SBV Has No Sign Of Tightening Real Estate Loans

Despite repeated warnings, the State Bank of Vietnam (SBV) has not had any concrete move showing that the agency is tightening real estate credit.

According to the National Financial Supervisory Commission (NFSC), the property market is warming, strongly attracting capital flows, from domestic investment, foreign direct investment, remittances, etc. to credit capital of banks.

“Currently, banks are not just capital suppliers to real estate businesses but also target at investors, consumers having demand for real estate purchase”, said Truong Van Phuoc, Acting Chair of NFSC.

Real estate credit now accounts for only eight percent of total outstanding loans, but hides quite a lot in consumer credit. In recent years, consumer credit has increased 50-60 percent, reckoning for about 17 percent of the total outstanding loans. More than 50 percent of consumer credit is used to serve the demand for purchasing and repairing houses.

According to economists, the full calculation, both directly and indirectly, (via consumer loans, construction loans), shows that the total oustanding real estate loans may amount to 20 percent of the total outstanding loans.

“It can be seen that, despite policies on restriction of credit to real estate market, in many ways, both directly and indirectly, the capital source, mainly bank capital, still continues rising and helping to recover this market”, said Truong Van Phuoc.

In fact, commercial banks are very interested in real estate loans due to large profits, less devaluing collaterals, high liquidity, etc.

Nguyen Tu Anh, deputy director of the Monetary Policy Department (under the State Bank) said that real estate is an essential part of the economy. The stable development of this sector is an important driving force for the sustainable development of the economy in general, so the State Bank has no plan to tighten real estate credit.

“Monetary policy for real estate sector does not mean to limit credit to this sector, but to support the market’s healthy development”, said Tu Anh.

The massive flow of credit into real estate caused some experts to concern. Dr Nguyen Tri Hieu, an economist said the risks in the real estate market are on the rise, causing the State Bank to warn about real estate credit.

Specifically, at the beginning of this year, the State Bank issued Document No.563/NHNN-TTGSNH requiring credit organisations to focus capital on manufacturing and business, limiting the credit concentration on real estate, construction sectors. Also from January 1, 2018, under Circular No.19/2017/TT-NHNN, the ratio of using short-term capital for medium and long-term loans is only 45 percent.

However, new signals of real estate credit tightening are also worrying businesses. Nguyen Chi Tanh, director of Thanh Binh Hanoi JSC said if credit into real estate is limited, a series of businesses and labourers will be affected, and the people are also difficult to access affordable houses.

Dr Nguyen Tu Anh said the State Bank’s issued warnings about real estate credit are normal and this does not imply that the Agency has started to tighten the lending.

“If the State Bank limits the growth rate of real estate credit, then it means tightening. If it just issues warnings, then it does not mean tightening”, said Tu Anh.

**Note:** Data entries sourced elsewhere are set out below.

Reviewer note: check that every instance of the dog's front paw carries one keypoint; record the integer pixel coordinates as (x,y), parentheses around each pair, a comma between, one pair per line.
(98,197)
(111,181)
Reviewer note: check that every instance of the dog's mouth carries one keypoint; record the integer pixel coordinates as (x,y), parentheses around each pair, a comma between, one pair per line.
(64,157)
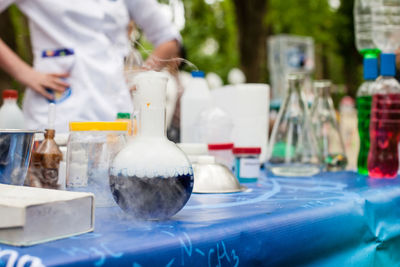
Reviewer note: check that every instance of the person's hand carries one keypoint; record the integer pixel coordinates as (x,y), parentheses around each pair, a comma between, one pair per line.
(39,82)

However, the State Bank’s representative also supposes that real estate is the sector that has much potential risks, and is very easy to create speculation bubbles and may risk causing the whole economy to collapse as real estate bubbles steam. Therefore, the State Bank will always monitor, issue warnings about real estate risks to minimise bubble risks.

In 2017, the State Bank also continuously issued warnings about real estate credit, but still maintained reasonable capital source for the stable development of this market. The regular warning helps real estate businesses not to grow too hot, leading to failure as in the previous period.

Though credit into real estate market will continue flowing normally in 2018, experts also warn that real estate businesses need to diversify capital attraction channels, reducing the reliance on banks. In order to do so, businesses must create trust for customers and investors that operate transparently and prestigiously.